Script Valley
MongoDB: Complete Course
Production MongoDB: Transactions, Replication, and SecurityLesson 6.4

MongoDB connection pooling and performance tuning in Node.js

connection pool, maxPoolSize, minPoolSize, MongoClient singleton pattern, serverSelectionTimeoutMS, socketTimeoutMS, connection string options, pool monitoring

Why connection pooling matters

MongoDB connection pool

Establishing a new MongoDB TCP connection takes 20–100 ms and allocates resources on both the client and server. Under load, creating a connection per request would saturate MongoDB's connection limit within seconds. The MongoClient maintains a pool of pre-established, reusable connections — each request borrows one for its operation and immediately returns it, with minimal overhead after pool warm-up.

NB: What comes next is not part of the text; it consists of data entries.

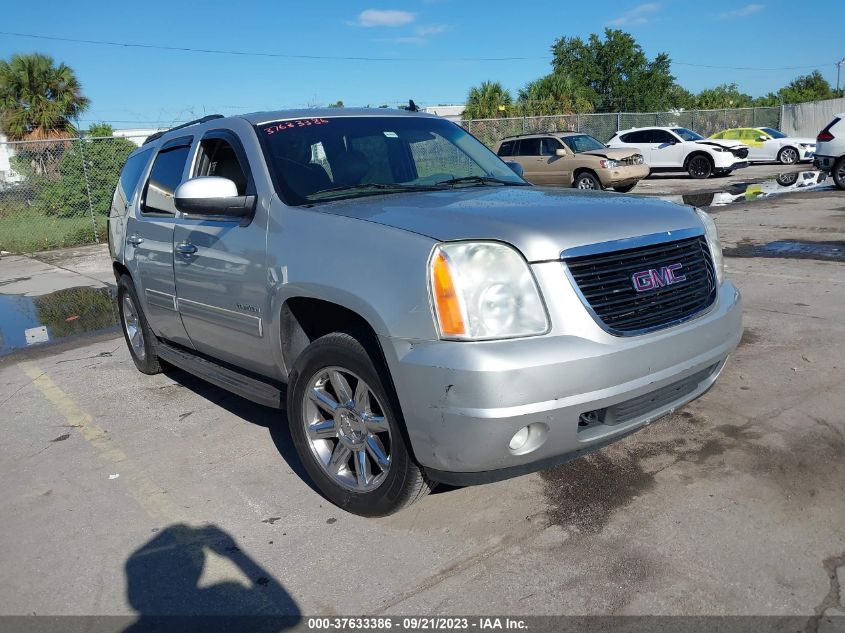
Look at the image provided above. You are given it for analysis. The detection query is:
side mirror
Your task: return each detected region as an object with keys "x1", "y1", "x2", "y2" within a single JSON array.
[
  {"x1": 505, "y1": 160, "x2": 525, "y2": 178},
  {"x1": 173, "y1": 176, "x2": 256, "y2": 218}
]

// WRONG — new connection per request, pools bypassed entirely
app.get('/products', async (req, res) => {
  const client = new MongoClient(uri)  // new TCP connection every time
  await client.connect()
  const data = await client.db('shop').collection('products').find().toArray()
  await client.close()
  res.json(data)
})

// CORRECT — singleton client created at startup, shared across all requests
let _db = null
export async function getDB() {
  if (_db) return _db
  const client = await MongoClient.connect(process.env.MONGO_URI, {
    maxPoolSize: 10,               // max concurrent connections
    minPoolSize: 2,                // keep 2 alive to reduce cold-start latency
    serverSelectionTimeoutMS: 5000,
    socketTimeoutMS: 45000
  })
  _db = client.db('shopDB')
  return _db
}

app.get('/products', async (req, res) => {
  const db = await getDB()  // instant — returns cached db reference
  res.json(await db.collection('products').find().toArray())
})

Start with maxPoolSize: 10. Increase it only after profiling shows requests are waiting in the pool queue under real production load.